Actually, "that man" was David Troup, decked out in a Roman toga and looking vaguely biblical, singing the role of Procolo in the Children's Opera Theater production of Donizetti's "Viva la Mamma." And the child was a bit young to grasp the intracacies of this hour-long drama of back-stage intrigue in an Italian opera company.
Even with the careful explanations provided in this production, "Viva la Mamma's" blend of slapstick and bel canto probably will not mean much to children under 10, except when Mamma Agata (sung in drag and several octaves by countertenor John Ferrante) assaults the Prima Donna (Dorothy Kingston) with a large salami.
The story of "Viva la Mamma" (a catchier title than Donizetti's original "Conveniences and Inconveniences of Theatrical Life") is a familiar one of temperament and rivalry - the struggle for top billing, deference and attention.
Halfway through the rehearsal of an imaginary opera seria, "Romulus and Ersilia," the Prima Donna insists that the name of the opera be changed to "Ersilia and Romulus." The tenor (David Richie) threatens to go back to Russia, and the mezzo soprano (Patricia Boyd) walks out, giving Mamma Lucia a chance to step into the role of Romulus.
Procolo, the Prima Donna's father, sets the tone at one point when he tells the cast: "Everybody rise; the name of my daughter is about to be spoken." But he is no match for Mamma, who pointedly tells the Prima Donna: "Last week at La Scala, you sang in the chorus."
Like Procolo, Mamma has a daughter, Luiga (Ann Barzola), whose career she is pushing - but it is an uphill push. Luiga, singing the bit role of a messenger, has a single line at the end of "Romulus": "Romulus, do not strike; Jupiter has spoken." But after singing it and running offstage, she comes back to solicit applause, carrying flowers which she throws into the audience.
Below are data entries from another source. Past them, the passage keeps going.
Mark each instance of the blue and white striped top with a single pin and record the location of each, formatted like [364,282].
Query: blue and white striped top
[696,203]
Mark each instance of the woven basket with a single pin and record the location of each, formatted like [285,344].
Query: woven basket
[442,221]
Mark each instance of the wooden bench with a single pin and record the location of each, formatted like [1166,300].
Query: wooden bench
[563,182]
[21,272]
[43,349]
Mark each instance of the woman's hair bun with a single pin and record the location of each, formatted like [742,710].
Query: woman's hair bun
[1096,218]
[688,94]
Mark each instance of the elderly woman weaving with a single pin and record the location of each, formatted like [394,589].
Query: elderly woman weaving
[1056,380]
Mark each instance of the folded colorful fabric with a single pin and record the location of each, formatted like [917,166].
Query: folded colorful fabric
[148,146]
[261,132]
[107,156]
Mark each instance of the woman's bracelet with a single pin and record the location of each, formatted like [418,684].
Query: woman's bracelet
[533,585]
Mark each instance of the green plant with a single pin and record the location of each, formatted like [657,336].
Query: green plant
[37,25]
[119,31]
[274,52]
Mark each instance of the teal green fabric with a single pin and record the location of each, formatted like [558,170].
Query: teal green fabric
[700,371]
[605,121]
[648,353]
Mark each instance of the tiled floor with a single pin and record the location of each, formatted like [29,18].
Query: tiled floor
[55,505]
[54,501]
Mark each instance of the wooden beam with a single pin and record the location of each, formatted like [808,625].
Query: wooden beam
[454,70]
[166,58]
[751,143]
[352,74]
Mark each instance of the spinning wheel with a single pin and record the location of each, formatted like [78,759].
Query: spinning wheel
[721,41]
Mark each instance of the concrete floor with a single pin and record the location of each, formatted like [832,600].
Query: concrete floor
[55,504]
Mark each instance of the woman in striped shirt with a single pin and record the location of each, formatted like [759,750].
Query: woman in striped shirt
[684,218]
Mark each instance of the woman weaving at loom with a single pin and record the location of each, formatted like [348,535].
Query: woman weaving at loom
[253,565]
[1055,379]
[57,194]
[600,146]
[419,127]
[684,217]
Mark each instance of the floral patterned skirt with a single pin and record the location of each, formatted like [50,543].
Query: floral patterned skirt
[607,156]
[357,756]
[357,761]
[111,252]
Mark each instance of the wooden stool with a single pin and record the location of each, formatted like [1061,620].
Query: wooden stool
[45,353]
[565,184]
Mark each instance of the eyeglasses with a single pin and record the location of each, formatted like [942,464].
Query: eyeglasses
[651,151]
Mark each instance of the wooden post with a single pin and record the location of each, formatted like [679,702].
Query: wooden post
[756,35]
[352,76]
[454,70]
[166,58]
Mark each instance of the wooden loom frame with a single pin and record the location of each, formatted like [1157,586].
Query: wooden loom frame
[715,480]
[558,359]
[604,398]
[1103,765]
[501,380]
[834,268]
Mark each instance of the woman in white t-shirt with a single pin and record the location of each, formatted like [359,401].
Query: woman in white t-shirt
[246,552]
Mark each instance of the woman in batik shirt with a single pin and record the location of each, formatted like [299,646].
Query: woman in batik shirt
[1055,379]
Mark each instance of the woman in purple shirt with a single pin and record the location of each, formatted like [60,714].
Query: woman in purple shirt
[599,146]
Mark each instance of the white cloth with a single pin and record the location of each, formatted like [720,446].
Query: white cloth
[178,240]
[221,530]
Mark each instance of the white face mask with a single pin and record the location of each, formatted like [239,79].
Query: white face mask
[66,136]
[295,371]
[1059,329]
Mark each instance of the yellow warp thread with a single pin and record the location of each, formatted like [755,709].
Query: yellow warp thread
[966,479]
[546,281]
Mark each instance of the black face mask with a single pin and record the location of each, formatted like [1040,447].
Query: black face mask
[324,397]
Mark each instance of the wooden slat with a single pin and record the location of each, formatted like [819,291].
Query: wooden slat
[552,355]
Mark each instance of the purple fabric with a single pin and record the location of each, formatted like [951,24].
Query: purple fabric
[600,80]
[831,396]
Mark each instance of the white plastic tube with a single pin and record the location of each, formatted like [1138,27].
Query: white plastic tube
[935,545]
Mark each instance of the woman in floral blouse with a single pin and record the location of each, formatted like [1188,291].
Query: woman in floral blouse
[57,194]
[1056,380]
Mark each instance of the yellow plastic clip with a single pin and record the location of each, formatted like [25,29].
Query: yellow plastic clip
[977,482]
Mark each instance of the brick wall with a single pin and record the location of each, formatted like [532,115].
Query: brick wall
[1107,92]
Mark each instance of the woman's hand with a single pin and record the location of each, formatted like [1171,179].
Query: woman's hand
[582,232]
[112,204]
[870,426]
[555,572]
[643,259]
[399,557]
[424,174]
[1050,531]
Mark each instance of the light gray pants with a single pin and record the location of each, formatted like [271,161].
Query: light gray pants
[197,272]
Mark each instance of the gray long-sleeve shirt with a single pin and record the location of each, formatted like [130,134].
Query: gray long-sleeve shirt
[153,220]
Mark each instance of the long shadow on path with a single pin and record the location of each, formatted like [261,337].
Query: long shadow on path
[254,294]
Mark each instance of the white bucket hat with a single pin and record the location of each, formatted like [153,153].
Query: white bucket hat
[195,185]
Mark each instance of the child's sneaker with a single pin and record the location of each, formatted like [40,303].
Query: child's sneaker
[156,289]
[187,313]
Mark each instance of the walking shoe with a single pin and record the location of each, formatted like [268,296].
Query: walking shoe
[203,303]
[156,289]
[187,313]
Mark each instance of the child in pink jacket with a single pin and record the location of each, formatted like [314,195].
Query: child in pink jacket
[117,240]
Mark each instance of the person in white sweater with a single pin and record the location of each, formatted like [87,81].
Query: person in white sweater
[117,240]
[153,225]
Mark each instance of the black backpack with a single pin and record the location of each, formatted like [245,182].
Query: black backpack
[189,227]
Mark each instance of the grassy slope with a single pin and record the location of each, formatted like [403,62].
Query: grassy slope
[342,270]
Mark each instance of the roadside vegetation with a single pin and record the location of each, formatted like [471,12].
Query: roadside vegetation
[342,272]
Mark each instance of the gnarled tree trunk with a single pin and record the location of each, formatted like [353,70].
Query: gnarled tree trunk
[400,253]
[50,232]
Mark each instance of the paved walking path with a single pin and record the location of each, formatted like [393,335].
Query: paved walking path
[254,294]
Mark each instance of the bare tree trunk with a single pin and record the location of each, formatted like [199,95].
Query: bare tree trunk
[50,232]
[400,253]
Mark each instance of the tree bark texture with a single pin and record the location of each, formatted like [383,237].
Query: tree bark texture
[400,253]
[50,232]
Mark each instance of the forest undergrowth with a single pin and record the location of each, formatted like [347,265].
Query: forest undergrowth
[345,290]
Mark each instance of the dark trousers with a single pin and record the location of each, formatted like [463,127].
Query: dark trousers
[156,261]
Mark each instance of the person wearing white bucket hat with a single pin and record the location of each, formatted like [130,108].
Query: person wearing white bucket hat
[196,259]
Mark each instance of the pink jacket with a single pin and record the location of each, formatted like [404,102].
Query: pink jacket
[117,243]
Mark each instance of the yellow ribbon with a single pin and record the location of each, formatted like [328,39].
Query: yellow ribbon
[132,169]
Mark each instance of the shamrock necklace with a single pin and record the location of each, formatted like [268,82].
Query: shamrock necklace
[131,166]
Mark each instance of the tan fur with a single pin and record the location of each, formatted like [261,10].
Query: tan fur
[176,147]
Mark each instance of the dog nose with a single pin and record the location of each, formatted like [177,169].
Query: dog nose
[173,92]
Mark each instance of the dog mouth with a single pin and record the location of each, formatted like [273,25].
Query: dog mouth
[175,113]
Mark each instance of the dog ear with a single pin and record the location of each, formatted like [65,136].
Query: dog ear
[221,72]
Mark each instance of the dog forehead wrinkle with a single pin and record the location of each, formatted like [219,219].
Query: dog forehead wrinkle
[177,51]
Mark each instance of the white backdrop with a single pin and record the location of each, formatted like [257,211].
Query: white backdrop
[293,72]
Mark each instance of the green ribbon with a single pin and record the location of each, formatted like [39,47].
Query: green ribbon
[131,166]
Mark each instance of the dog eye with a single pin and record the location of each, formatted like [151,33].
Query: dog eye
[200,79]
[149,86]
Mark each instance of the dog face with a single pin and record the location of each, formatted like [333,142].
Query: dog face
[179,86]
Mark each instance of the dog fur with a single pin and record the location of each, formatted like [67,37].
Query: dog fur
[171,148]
Amid all these plot complications (and some broad parody of the conventions of opera seria), "Viva la Mamma" manages to include some exquisite solo and ensemble numbers, a comic showpiece in which Ferrante does imitations of violins, oboes, cellos and trumpets, and a spiteful duet between Mamma and the Prima Donna ("Oh, how I detest you." "May roaches infest you.") which ends with Mamma threatening the Prima Donna with a pie.